Using external minimizers

We show how to use an external minimizer to find the minimum of a function and then use iminuit to compute the parameter uncertainties.

We will demonstrate this with a maximum-likelihood fit of a normal distribution, which is carried out with scipy.optimize.minimize. iminuit is then used to compute the parameter uncertainties.

[1]:
from iminuit import Minuit
import numpy as np
from scipy.stats import norm
from scipy.optimize import minimize
[2]:
# normally distributed data
rng = np.random.default_rng(1)
x = rng.normal(size=1000)

# negative log-likelihood for a normal distribution
def nll(par):
    return -np.sum(norm(par[0], par[1]).logpdf(x))

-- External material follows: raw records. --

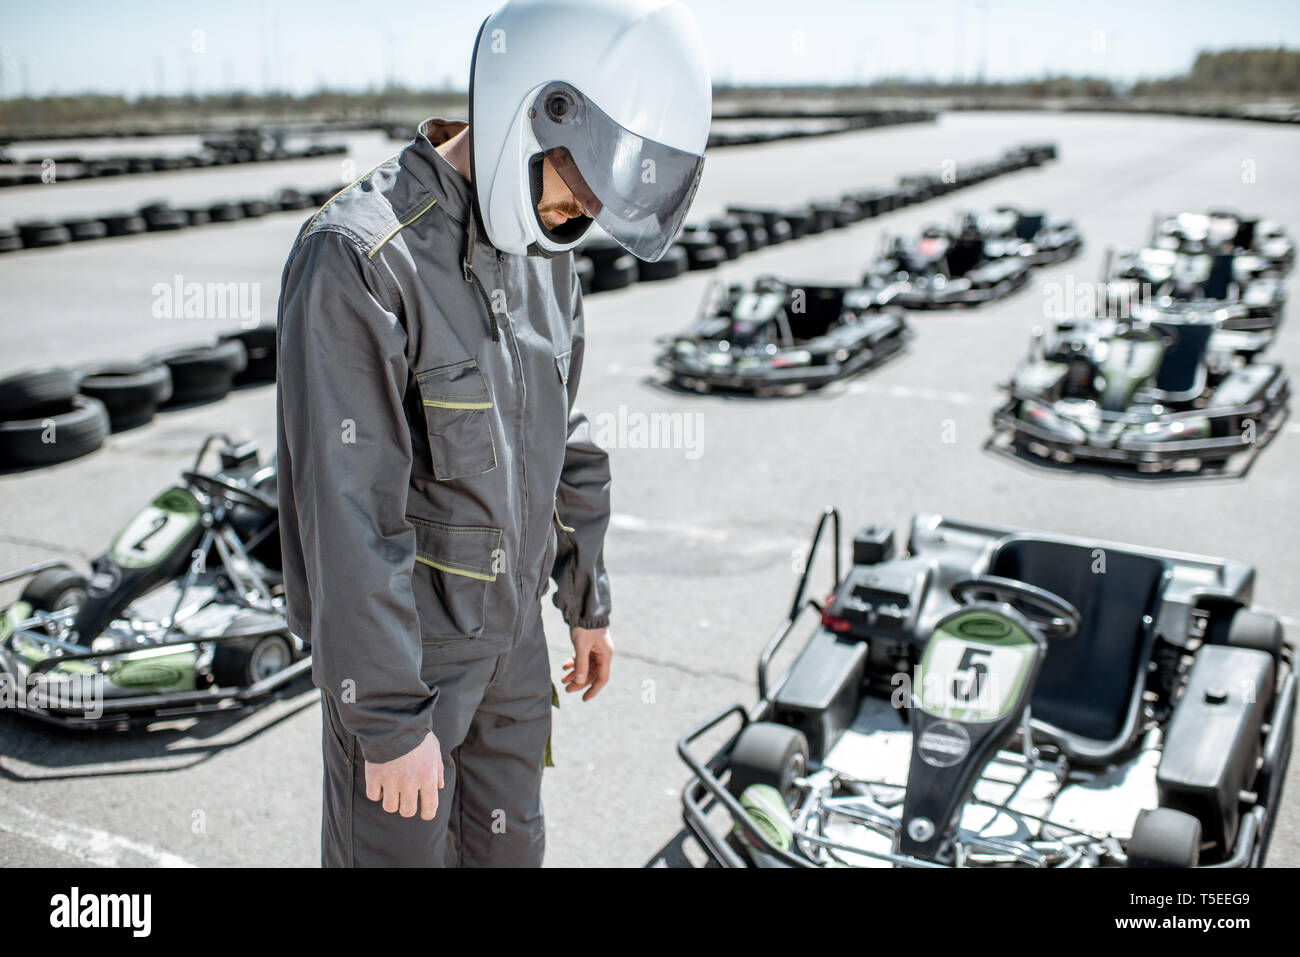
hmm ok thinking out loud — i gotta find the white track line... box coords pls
[846,382,976,404]
[0,794,195,868]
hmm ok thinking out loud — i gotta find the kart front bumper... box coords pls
[991,372,1290,470]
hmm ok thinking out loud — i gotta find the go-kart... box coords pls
[976,205,1083,267]
[1104,245,1287,336]
[862,219,1033,309]
[679,508,1295,868]
[1152,210,1294,277]
[657,276,912,395]
[0,434,308,728]
[990,311,1290,473]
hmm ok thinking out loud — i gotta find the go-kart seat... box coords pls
[1151,318,1216,401]
[1013,213,1045,242]
[1202,253,1234,300]
[944,234,984,278]
[986,539,1169,764]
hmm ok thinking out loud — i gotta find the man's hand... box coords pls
[563,626,613,701]
[364,731,445,819]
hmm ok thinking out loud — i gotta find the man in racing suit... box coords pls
[275,0,711,867]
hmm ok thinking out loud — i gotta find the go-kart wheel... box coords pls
[211,633,292,686]
[1126,808,1201,868]
[20,564,86,612]
[737,783,797,857]
[950,575,1081,639]
[726,722,808,808]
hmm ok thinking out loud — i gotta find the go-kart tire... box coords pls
[1127,808,1201,868]
[241,199,272,218]
[1223,609,1285,662]
[220,325,277,384]
[726,722,808,808]
[0,367,78,418]
[20,564,86,612]
[212,633,293,687]
[637,246,688,281]
[737,783,797,855]
[76,360,173,431]
[153,340,247,406]
[592,254,638,292]
[0,395,109,467]
[575,255,595,294]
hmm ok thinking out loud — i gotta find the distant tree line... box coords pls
[1132,48,1300,96]
[3,48,1297,136]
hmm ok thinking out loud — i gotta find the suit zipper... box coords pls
[492,259,530,638]
[463,259,500,342]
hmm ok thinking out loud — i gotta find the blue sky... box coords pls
[3,0,1299,98]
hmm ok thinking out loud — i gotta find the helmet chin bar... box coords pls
[525,151,593,258]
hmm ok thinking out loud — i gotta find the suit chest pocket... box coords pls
[415,360,497,481]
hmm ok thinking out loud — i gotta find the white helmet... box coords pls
[468,0,711,261]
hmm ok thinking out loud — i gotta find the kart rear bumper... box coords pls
[888,268,1031,309]
[660,324,910,393]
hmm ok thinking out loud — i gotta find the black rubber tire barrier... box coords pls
[185,208,211,226]
[208,202,246,223]
[63,217,109,241]
[0,395,110,467]
[101,212,147,236]
[767,219,794,245]
[591,254,638,291]
[637,245,689,281]
[152,339,248,405]
[18,219,71,248]
[142,208,189,231]
[241,199,272,218]
[710,226,749,259]
[684,244,726,270]
[220,326,277,384]
[0,367,78,418]
[276,189,314,210]
[578,239,630,267]
[76,360,173,430]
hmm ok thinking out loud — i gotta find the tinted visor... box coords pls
[530,82,704,262]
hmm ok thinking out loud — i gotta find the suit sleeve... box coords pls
[276,229,435,764]
[550,263,612,629]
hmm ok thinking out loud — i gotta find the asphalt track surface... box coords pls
[0,111,1297,868]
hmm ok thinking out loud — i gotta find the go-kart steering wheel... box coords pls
[182,471,276,513]
[949,575,1081,639]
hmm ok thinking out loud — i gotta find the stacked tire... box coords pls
[150,339,248,406]
[0,368,109,468]
[582,240,639,291]
[76,361,173,431]
[220,325,277,384]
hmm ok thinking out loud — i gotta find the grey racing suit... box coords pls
[275,118,612,866]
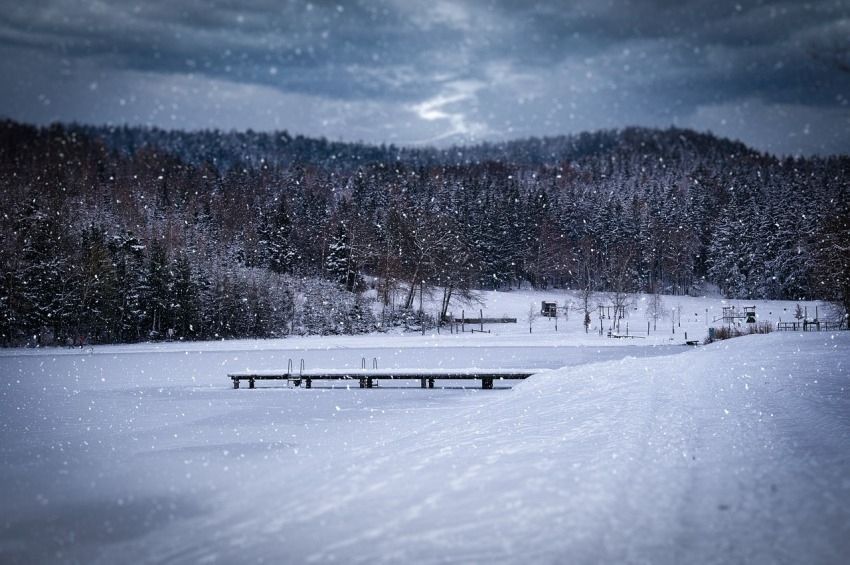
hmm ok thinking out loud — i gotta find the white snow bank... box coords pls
[246,332,850,564]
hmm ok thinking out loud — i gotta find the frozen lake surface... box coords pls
[1,332,849,563]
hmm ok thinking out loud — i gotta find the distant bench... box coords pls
[607,331,644,339]
[229,369,540,390]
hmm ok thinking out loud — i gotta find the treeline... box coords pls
[0,120,847,345]
[72,121,756,170]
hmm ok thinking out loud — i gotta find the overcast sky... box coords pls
[0,0,848,155]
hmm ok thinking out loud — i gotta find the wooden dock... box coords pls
[229,368,541,390]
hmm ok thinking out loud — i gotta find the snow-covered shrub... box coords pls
[748,321,774,335]
[706,321,773,344]
[820,302,849,326]
[202,267,295,340]
[293,278,376,335]
[380,308,436,331]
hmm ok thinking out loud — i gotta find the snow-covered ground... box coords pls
[374,287,824,345]
[1,291,848,563]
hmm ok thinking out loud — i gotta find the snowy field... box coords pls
[374,288,825,344]
[1,291,848,563]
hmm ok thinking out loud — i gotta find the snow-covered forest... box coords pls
[1,120,848,345]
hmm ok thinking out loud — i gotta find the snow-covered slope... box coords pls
[1,332,848,563]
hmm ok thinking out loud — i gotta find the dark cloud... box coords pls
[0,0,847,154]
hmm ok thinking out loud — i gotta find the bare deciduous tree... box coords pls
[527,303,536,334]
[646,293,666,331]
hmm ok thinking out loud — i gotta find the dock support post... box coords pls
[233,379,239,389]
[482,377,493,390]
[428,378,435,389]
[367,378,374,388]
[249,378,255,389]
[420,378,427,388]
[306,378,312,389]
[359,377,366,388]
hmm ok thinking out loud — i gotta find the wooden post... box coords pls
[359,377,366,388]
[367,378,373,388]
[420,378,427,388]
[480,309,484,332]
[249,378,255,389]
[428,378,435,389]
[482,377,493,390]
[233,379,239,389]
[462,310,465,333]
[305,378,312,389]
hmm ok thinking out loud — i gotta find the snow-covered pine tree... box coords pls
[111,232,148,342]
[169,254,201,340]
[145,242,172,339]
[73,224,119,343]
[707,195,750,298]
[258,198,296,274]
[325,224,355,291]
[14,203,73,344]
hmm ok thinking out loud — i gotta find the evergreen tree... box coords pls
[170,254,200,340]
[14,203,73,343]
[258,198,296,274]
[73,225,119,342]
[145,242,171,339]
[325,224,355,291]
[111,233,148,342]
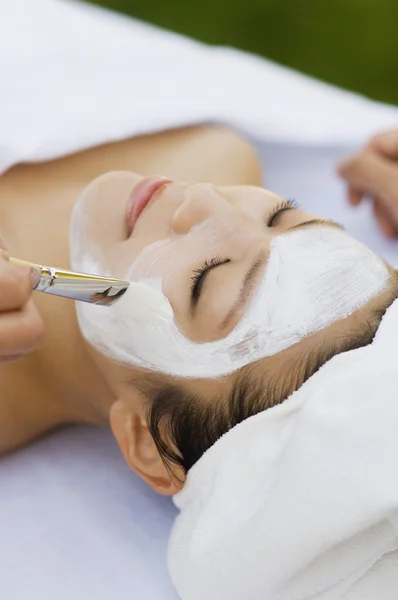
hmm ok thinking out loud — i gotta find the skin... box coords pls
[0,124,395,496]
[0,253,43,363]
[339,129,398,238]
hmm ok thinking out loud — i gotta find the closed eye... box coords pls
[190,257,230,310]
[267,199,299,227]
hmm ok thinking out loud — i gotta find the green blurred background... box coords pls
[86,0,398,105]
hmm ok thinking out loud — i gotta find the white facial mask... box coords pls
[71,224,390,378]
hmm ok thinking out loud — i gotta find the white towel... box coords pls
[1,0,398,175]
[169,298,398,600]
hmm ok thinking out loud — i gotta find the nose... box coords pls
[171,184,236,235]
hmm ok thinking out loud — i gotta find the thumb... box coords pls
[338,150,398,216]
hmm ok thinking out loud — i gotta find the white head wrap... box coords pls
[169,299,398,600]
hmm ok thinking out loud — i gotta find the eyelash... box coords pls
[189,198,299,304]
[267,198,299,227]
[190,256,229,305]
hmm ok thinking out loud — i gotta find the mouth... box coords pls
[126,176,171,235]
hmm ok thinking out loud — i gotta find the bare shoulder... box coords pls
[0,124,264,195]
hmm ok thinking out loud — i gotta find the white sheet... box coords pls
[1,0,398,175]
[1,1,398,599]
[0,425,179,600]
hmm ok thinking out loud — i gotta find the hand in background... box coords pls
[338,129,398,238]
[0,248,43,364]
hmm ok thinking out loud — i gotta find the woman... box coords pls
[0,122,397,496]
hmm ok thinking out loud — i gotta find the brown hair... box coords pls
[143,290,396,476]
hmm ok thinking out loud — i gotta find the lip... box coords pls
[126,176,171,235]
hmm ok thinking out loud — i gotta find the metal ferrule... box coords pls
[35,266,129,306]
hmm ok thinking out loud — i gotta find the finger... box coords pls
[347,185,364,206]
[367,129,398,159]
[338,151,398,213]
[0,262,34,311]
[0,300,44,355]
[373,199,397,238]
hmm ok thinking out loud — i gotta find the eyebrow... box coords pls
[219,218,345,331]
[288,218,345,232]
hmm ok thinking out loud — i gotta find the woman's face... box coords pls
[71,170,391,378]
[71,170,347,346]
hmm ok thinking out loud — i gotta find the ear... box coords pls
[109,398,184,496]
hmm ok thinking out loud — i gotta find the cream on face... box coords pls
[70,214,390,378]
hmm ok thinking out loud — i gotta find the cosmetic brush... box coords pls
[10,258,129,307]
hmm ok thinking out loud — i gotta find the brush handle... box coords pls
[9,257,42,289]
[9,257,41,277]
[9,258,33,268]
[9,257,129,306]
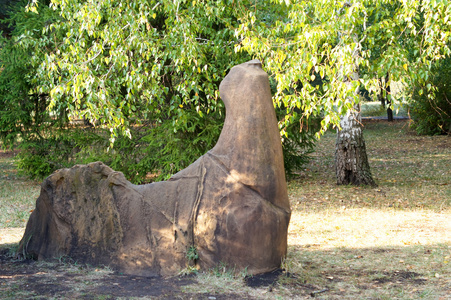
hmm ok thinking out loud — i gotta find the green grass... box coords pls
[1,120,450,299]
[0,152,40,230]
[361,101,410,117]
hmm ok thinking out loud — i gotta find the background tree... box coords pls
[334,3,376,186]
[1,0,315,182]
[2,0,449,182]
[0,0,61,146]
[237,0,451,185]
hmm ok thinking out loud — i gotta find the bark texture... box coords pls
[335,111,377,187]
[385,73,394,122]
[17,60,291,277]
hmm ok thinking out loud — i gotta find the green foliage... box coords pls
[410,55,451,135]
[3,0,451,182]
[13,101,226,182]
[237,0,451,136]
[0,0,64,147]
[139,109,224,182]
[1,0,320,181]
[186,246,199,262]
[0,0,248,180]
[42,0,249,137]
[45,0,252,180]
[15,127,101,179]
[279,111,317,179]
[11,0,414,184]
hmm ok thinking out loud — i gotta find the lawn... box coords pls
[1,120,450,299]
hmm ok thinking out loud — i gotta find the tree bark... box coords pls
[386,104,394,121]
[385,73,393,122]
[378,77,386,107]
[335,109,377,187]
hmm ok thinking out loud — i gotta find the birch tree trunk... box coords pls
[335,108,377,187]
[335,68,377,186]
[335,8,377,187]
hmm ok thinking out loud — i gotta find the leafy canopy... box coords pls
[1,0,315,181]
[4,0,450,181]
[237,0,451,135]
[42,0,250,140]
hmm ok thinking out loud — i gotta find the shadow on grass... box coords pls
[1,242,449,299]
[280,243,450,299]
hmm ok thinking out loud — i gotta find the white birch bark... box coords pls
[335,105,376,186]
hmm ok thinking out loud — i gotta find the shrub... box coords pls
[410,55,451,135]
[15,108,224,184]
[280,114,317,179]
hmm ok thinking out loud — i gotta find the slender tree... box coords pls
[335,3,376,186]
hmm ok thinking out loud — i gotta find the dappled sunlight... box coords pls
[288,209,451,250]
[372,153,451,163]
[0,227,25,245]
[225,169,257,187]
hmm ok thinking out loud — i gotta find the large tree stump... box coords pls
[18,60,291,276]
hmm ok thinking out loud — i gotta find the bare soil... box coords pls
[0,247,241,299]
[0,245,308,299]
[0,149,18,158]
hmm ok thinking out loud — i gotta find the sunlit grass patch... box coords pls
[361,101,409,117]
[289,208,451,250]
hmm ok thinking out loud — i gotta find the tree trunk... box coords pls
[335,109,377,187]
[387,105,393,121]
[335,2,376,187]
[385,73,393,122]
[378,77,386,108]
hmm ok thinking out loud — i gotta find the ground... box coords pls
[1,119,450,299]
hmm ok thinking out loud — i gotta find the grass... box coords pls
[360,101,410,117]
[1,120,450,299]
[0,150,40,239]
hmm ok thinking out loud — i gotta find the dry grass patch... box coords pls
[289,208,451,249]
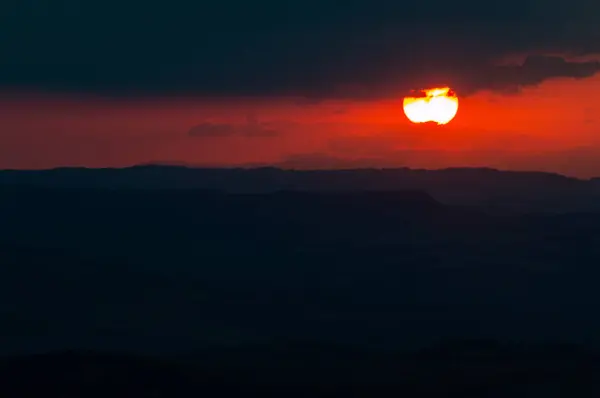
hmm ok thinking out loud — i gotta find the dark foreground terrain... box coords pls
[1,166,600,395]
[1,342,600,397]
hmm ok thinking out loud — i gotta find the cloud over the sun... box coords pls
[452,55,600,96]
[2,0,600,98]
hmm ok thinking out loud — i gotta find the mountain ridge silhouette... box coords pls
[0,165,598,212]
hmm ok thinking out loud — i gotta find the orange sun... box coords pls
[403,87,459,125]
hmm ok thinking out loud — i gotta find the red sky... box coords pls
[1,74,600,178]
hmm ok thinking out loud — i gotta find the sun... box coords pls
[403,87,459,125]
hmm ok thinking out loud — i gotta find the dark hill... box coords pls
[1,186,600,354]
[1,165,598,212]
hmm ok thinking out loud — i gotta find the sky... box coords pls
[1,0,600,177]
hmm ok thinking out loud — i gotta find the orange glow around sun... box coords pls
[403,87,459,125]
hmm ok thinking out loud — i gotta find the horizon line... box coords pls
[0,164,594,181]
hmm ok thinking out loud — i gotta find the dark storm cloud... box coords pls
[463,55,600,95]
[1,0,599,98]
[188,115,279,138]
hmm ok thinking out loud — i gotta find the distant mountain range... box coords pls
[1,165,600,212]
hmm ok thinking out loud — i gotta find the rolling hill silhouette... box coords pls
[1,165,598,212]
[2,166,600,395]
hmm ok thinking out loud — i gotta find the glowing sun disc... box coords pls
[403,87,459,125]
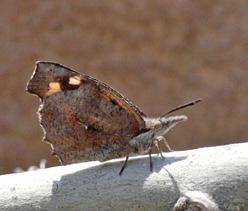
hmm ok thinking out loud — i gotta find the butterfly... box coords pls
[26,62,200,175]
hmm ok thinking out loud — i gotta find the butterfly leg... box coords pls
[149,148,153,172]
[154,138,165,158]
[156,136,174,152]
[148,138,155,172]
[119,154,129,175]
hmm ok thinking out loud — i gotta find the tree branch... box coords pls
[0,143,248,210]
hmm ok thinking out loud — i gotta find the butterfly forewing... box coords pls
[27,62,146,164]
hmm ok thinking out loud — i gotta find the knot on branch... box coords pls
[173,191,219,211]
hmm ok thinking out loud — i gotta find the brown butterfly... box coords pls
[26,62,200,175]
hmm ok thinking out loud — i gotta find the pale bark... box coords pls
[0,143,248,211]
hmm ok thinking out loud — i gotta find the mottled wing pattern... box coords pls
[27,62,146,164]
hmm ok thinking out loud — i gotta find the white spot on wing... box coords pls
[69,76,81,85]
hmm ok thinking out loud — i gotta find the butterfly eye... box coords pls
[154,120,163,130]
[154,123,160,130]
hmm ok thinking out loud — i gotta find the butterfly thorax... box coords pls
[128,116,187,154]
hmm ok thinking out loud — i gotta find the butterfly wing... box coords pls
[27,62,146,164]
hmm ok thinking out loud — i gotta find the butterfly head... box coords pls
[26,61,82,98]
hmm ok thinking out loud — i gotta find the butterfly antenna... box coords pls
[162,98,202,117]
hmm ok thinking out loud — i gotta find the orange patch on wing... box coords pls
[45,82,61,96]
[103,91,130,112]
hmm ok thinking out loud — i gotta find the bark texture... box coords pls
[0,143,247,211]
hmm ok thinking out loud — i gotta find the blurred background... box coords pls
[0,1,247,175]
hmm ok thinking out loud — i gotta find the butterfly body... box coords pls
[27,62,191,169]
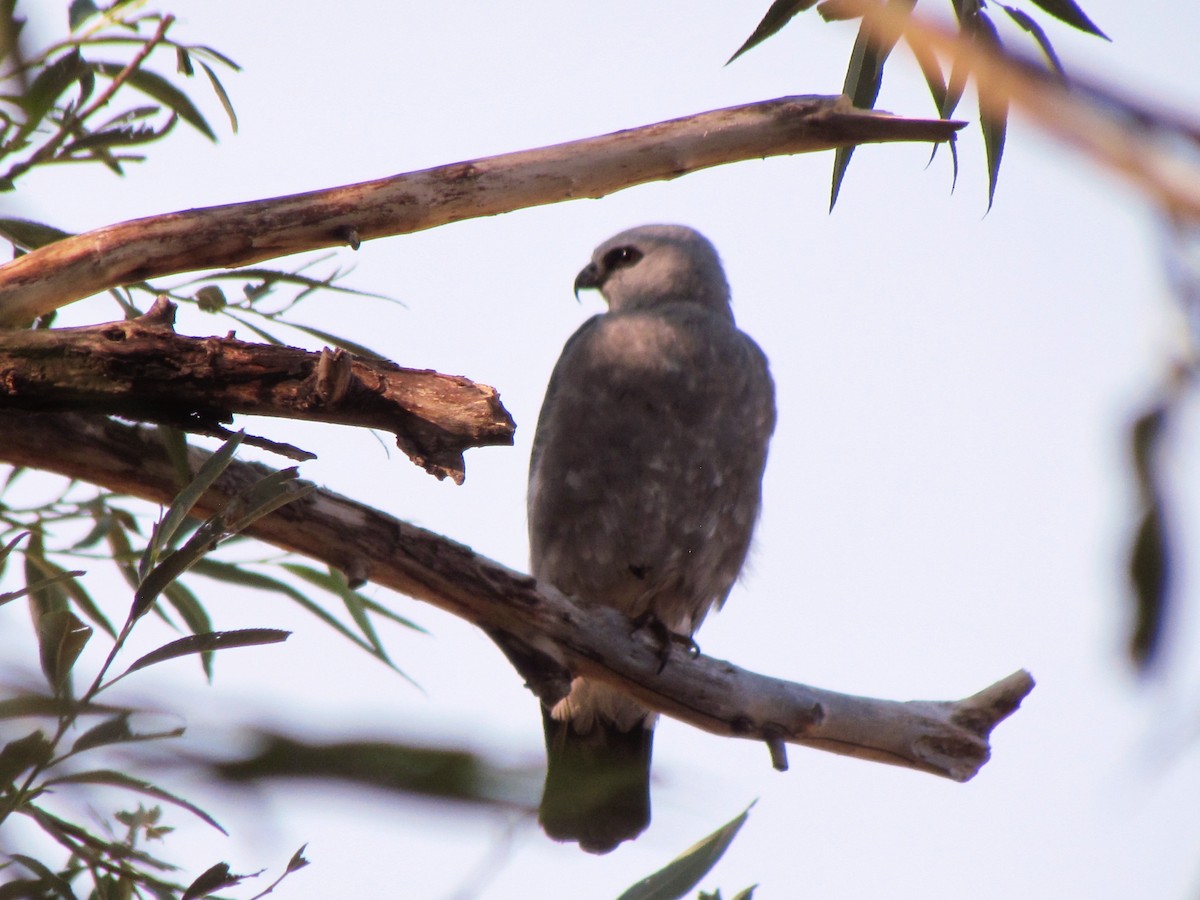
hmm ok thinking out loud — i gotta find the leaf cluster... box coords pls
[0,0,237,191]
[731,0,1107,207]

nll.errordef = Minuit.LIKELIHOOD

# minimize nll with scipy.optimize.minimize
result = minimize(nll, np.ones(2))
result
[2]:
      fun: 1405.1044194490182
 hess_inv: array([[ 9.11426039e-04, -4.57424334e-05],
       [-4.57424334e-05,  4.68208132e-04]])
      jac: array([0., 0.])
  message: 'Optimization terminated successfully.'
     nfev: 45
      nit: 12
     njev: 15
   status: 0
  success: True
        x: array([-0.05425323,  0.98626113])
[3]:
# initialize Minuit with the fit result from scipy.optimize.minimize
m = Minuit(nll, result.x)
m.hesse()  # this also works without calling MIGRAD before
[3]:
Name Value Hesse Error Minos Error- Minos Error+ Limit- Limit+ Fixed
0 x0 -0.054 0.031
1 x1 0.986 0.022
x0 x1
x0 0.000973 6.92e-08
x1 6.92e-08 0.000486

We can also compute the “Hesse errors” at any other point than the minimum. These cannot be interpreted as parameter uncertainties, they are just some numbers related to the second derivative of the cost function at that point.

[4]:
m.values = (1.0, 0.5)
m.hesse()
[4]:
Name Value Hesse Error Minos Error- Minos Error+ Limit- Limit+ Fixed
0 x0 1.000 0.031
1 x1 0.500 0.006
x0 x1
x0 0.000963 0.000169 (0.861)
x1 0.000169 (0.861) 4.01e-05

Likewise, it one can also run MINOS to get MINOS estimates. Note that MINOS can fail if the starting point is not actually a minimum. So here we reset the values to the solution found by scipy.optimize.

[5]:
m.values = result.x
m.minos()
[5]:
Name Value Hesse Error Minos Error- Minos Error+ Limit- Limit+ Fixed
0 x0 -0.054 0.031 -0.031 0.031
1 x1 0.986 0.022 -0.022 0.022
x0 x1
Error -0.031 0.031 -0.022 0.022
Valid True True True True
At Limit False False False False
Max FCN False False False False
New Min False False False False
x0 x1
x0 0.000973 0
x1 0 0.000486

We can see that MINOS ran successfully. The Hesse Errors were also updated, because MINOS needs HESSE to run first. HESSE is called automatically in this case.